48. Where appropriate, measures should be taken to minimise the particulate contamination of the end product.
适当的条件下,要采取措施,减少对终产品的尘埃粒子的污染。
49. Components, containers and equipment should be handled after the final cleaning process in such a way that they are not recontaminated.
原辅料、容器和设备在进行清洁后,在处理过程中要避免再次污染。
50. The interval between the washing and drying and the sterilisation of components, containers and equipment as well as between their sterilisation and use should be minimised and subject to a time-limit appropriate to the storage conditions.
原辅料、容器、和设备的清洗和干燥以及灭菌之间的间隔时间,灭菌和使用之间的间隔时间,在规定的储存条件下要尽可能缩短,并控制在时间限度内。
51. The time between the start of the preparation of a solution and its sterilisation or filtration through a micro-organism-retaining filter should be minimised. There should be a set maximum permissible time for each product that takes into account its composition and the prescribed method of storage.

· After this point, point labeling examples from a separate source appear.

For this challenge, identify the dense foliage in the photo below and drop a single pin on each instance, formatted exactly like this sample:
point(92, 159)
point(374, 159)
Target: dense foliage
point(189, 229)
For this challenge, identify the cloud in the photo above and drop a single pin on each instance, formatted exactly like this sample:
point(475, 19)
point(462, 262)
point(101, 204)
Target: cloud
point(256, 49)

溶液的开始配制到灭菌或微孔过滤处理的时间间隔要尽可能短。应该根据产品的组分和规定的储存方法,设定最长允许时间。
52. The bioburden should be monitored before sterilisation. There should be working limits on contamination immediately before sterilisation which are related to the efficiency of the method to be used. Where appropriate the absence of pyrogens should be monitored. All solutions, in particular large volume infusion fluids, should be passed through a micro-organism-retaining filter, if possible sited immediately before filling.

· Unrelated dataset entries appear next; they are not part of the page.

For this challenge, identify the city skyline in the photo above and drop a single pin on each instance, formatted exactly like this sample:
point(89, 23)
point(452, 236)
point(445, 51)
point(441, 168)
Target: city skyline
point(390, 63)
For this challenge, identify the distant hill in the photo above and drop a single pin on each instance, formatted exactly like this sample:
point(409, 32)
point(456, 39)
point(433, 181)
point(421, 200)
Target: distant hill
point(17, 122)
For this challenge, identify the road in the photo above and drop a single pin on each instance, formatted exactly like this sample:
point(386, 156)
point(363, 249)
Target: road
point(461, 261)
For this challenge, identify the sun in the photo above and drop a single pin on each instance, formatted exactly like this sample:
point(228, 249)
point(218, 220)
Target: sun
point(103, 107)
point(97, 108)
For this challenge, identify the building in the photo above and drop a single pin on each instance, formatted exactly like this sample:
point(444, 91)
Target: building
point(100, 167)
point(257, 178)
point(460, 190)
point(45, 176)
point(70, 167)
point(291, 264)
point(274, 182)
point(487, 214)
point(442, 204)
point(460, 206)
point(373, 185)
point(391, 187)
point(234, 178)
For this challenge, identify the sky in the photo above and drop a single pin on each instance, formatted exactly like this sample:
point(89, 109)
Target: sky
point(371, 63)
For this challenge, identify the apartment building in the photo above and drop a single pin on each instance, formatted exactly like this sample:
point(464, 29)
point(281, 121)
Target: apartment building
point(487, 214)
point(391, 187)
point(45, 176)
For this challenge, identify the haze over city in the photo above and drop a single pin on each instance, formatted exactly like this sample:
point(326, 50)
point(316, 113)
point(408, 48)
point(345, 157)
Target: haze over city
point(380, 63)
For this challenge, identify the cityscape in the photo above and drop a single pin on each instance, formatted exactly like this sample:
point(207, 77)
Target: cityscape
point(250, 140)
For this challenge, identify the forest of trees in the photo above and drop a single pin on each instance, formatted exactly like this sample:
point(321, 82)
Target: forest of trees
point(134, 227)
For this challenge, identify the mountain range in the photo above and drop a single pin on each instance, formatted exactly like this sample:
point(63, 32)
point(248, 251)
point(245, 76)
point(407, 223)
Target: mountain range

在灭菌前要对微生物的含量进行监控。对于同灭菌方法的效果相关的灭菌前的步骤的污染,要有工作限度。适当的情况下,要对无热源进行监控。所有溶液,特别是大剂量注射液,要通过微生物过滤器,如果可能,过滤步骤紧接着灌装。
53. Components, containers, equipment and any other article required in a clean area where aseptic work takes place should be sterilised and passed into the area through double-ended sterilisers sealed into the wall, or by a procedure which achieves the same objective of not introducing contamination. Non-combustible gases should be passed through micro-organism retentive filters.
原辅料、容器、和设备以及其他无菌操作的洁净区内需要的物品,应该灭菌并且通过穿墙安装的两端开门的灭菌柜,或通过能够达到同样目的,不带进污染的程序。非易燃气体要通过微生物过滤器。
54. The efficacy of any new procedure should be validated, and the validation verified at scheduled intervals based on performance history or when any significant change is made in the process or equipment.
任何一个新程序的效果都要进行验证,要根据运行历史定期地,或当生产工艺或设备有重大改变时,对验证的结果进行再确认。